Since your first day of kindergarten when you sang your “ABC’s” educators have used music to teach the otherwise boring lists, numbers, patterns and history of our world and universe.  I don’t know if it is actually easier to memorize when put to music or simply more rewarding so you try harder – after all, it is very impressive to name all 192 odd countries in the world in 60 seconds to the tune of the Mexican Hat Dance (see number 5).

#1 The periodic table

I would love to be able to memorize this song, but even I’m not that big of a geek.


#2 The Pi Song

This could have been horrible if it was not sung so well. This is another song I have little interest in actually learning but its always fun to know PI to at least 10 places…just incase.  

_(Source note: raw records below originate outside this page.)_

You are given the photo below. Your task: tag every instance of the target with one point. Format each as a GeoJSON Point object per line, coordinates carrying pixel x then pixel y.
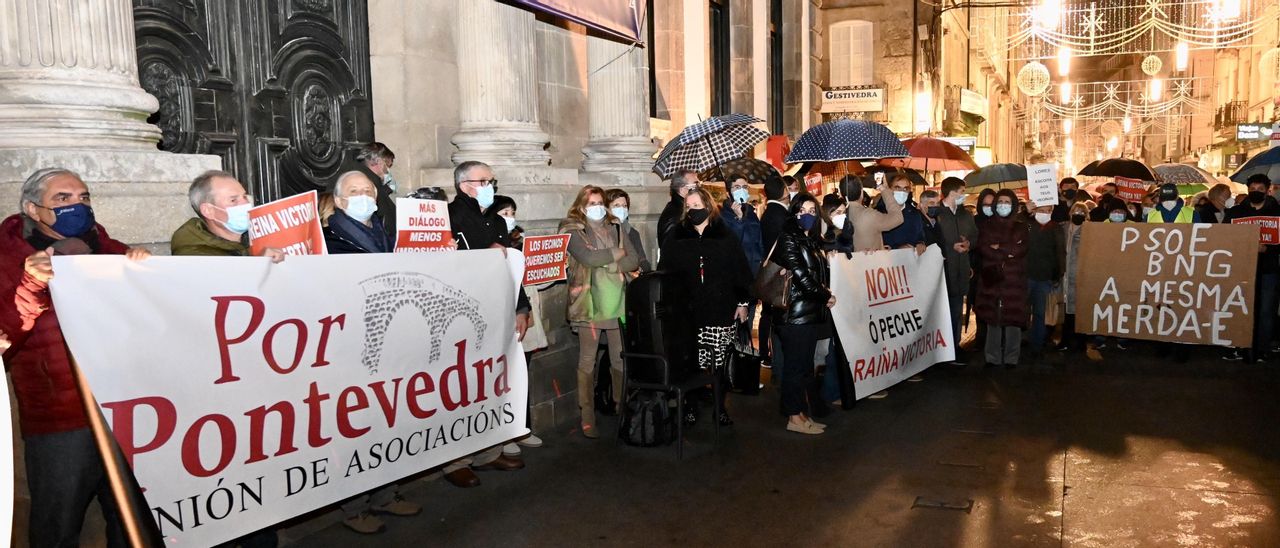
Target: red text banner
{"type": "Point", "coordinates": [1269, 228]}
{"type": "Point", "coordinates": [1130, 190]}
{"type": "Point", "coordinates": [243, 392]}
{"type": "Point", "coordinates": [891, 314]}
{"type": "Point", "coordinates": [1187, 283]}
{"type": "Point", "coordinates": [545, 257]}
{"type": "Point", "coordinates": [291, 224]}
{"type": "Point", "coordinates": [423, 225]}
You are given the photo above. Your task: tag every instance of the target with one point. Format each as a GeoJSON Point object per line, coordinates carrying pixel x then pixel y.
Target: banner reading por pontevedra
{"type": "Point", "coordinates": [245, 392]}
{"type": "Point", "coordinates": [891, 314]}
{"type": "Point", "coordinates": [1188, 283]}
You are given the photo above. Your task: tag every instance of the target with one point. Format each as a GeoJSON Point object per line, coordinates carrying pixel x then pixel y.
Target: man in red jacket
{"type": "Point", "coordinates": [64, 469]}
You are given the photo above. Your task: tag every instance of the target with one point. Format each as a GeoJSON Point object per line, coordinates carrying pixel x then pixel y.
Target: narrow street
{"type": "Point", "coordinates": [1128, 452]}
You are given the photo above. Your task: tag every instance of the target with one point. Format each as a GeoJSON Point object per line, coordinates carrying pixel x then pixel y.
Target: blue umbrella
{"type": "Point", "coordinates": [709, 142]}
{"type": "Point", "coordinates": [846, 140]}
{"type": "Point", "coordinates": [1266, 163]}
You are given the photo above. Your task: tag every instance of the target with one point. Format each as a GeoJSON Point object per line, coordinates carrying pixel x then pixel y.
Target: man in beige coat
{"type": "Point", "coordinates": [868, 223]}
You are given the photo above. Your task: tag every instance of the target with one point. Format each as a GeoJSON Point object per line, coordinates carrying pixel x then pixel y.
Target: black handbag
{"type": "Point", "coordinates": [744, 364]}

#3 The Universe Song – Monty Python

I really love this song and sing it all time to remember how big the universe really is. This version is sang by Clint Black (I am from Texas you know, plus the original lacks such quality visuals).


#4 The Universe…Again

A catchy tune and inspiring version, but since it lacks the numeric information of the Monty Python version it will always live in its shadow.


#5 The Nations of the World

This is one of my favorites. I have the first 2 sections memorized, but I loose it when he gets to Africa. Unfortunately, like most of these songs the information is increasingly out of date. 


#6 I am the very model of a modern major-general

While not necessarily conveying a lot of scientific or practical information (that’s kind of the point of the joke), this famous scene for the play the “Pirates of Penzance” does have a lot of historical perspective on what he nerds of the 19th century where talking about. From a time when things like “beings animalcules” (microscopic organisms) were first discovered. The late great science fiction author Isaac Asimov wrote an essay about this song where he identified the meaning behind every strange and forgotten word. If you’re into retro steam punk, you’ll enjoy this vocabulary lesson.


I am the very model of a modern Major-General,
I’ve information vegetable, animal, and mineral,
I know the kings of England, and I quote the fights historical
From Marathon to Waterloo, in order categorical;
I’m very well acquainted, too, with matters mathematical,
I understand equations, both the simple and quadratical,
About binomial theorem I’m teeming with a lot o’ news,
With many cheerful facts about the square of the hypotenuse. 

The rest is here: Major General’s Song

#7 Parts of the Brain

#8 All the words in the English Language

A parody of this type of song sang by the animated team that gave so much to this genre.

#9 The 50 US states and their capitols

I’m pretty sure kids use this song in school today to learn the states.


#10 US Presidents from Washington to Clinton


#11 We didn’t start the fire

Billy Joel rattles through the incredents of live in the 20th century.

#12 Natural Decay

#13 How a bill becomes law – school house

A public service announcment that interrupted every cartoon marathon of my 1980’s youth.


#14 Sink the Bismarck

Learn some WW2 history.

#15 The Battle of New Orleans

Get pumped up about the War of 1812 – USA v Britan part 2, the sequel to the revolution.